Redmond schools preparing for full-day kindergarten
School is not quite out yet for Central Oregon students, but the countdown to full-day kindergarten has already begun.
“It’s great that she’s going to be in school all day,” Redmond parent Autumn Loewen said Thursday of her daughter.”Getting ready for those upper-grades is going to help her, and just from working parents, the monetary point of view of, ‘Hey, it’s going to be less daycare for us.'”
The Redmond School District is hiring three more teachers as it prepares for 22 full-day kindergarten classrooms spread across seven elementary schools. Currently, the district operates 22 half-day kindergarten classrooms and six extended-day classes that draw students from the half-day ones.
The funding will come from the state; lawmakers recently unveiled the biggest education budget yet –$7.36 billion.
Still, Redmond Superintendent Mike McIntosh said that’s not as great a budget picture as it might sound.
“Our district is still one day short of a full calendar next year,” McIntosh said. “We’ve got money to keep our current programs working well and/or add kindergarten — not both — but we’re going to do both. We’re going to make it happen.”
The district will pinch pennies where it can — ditching plans to purchase enough iPads for each student, for example. They’ll save money by renting them instead.
Physical classroom space is also an issue.
“We’re at capacity at our elementary schools, and with kindergarten we’ll be at capacity, plus a little bit,” McIntosh said.
Although the upcoming year will be tight, there are plans to make some more room.
McIntosh said the district will take back the Hugh Hartman campus it’s currently leasing to the Redmond Proficiency Academy. The school will eventually serve as the district’s kindergarten campus for all students within the city limits.
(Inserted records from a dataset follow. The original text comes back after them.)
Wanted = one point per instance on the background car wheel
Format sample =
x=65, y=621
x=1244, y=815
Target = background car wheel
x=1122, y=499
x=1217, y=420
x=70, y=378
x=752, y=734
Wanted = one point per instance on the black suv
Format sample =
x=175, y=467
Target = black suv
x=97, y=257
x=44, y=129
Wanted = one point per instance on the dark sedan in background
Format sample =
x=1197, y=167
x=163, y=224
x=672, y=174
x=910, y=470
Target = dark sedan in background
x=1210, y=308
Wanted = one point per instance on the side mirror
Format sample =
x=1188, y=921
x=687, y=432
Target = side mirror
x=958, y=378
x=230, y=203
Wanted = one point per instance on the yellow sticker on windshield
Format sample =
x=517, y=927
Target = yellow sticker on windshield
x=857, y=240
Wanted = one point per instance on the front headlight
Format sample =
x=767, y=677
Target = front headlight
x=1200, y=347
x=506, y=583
It’s a big building that McIntosh hopes eventually will become more than just a school.
“We’ll also have the capacity to create partnerships with services to families,” he said. “From health services, mental health services, nutrition services and early-learning education.”
Now the district just has to finalize it’s budget. The board plans to adopt it June 24th , about a week before the July 1st start of the fiscal year.
Starting next year, the Redmond School District will not offer half-day kindergarten.
School officials want to remind parents that they need to register their kindergarteners for school now, if they have not already done so.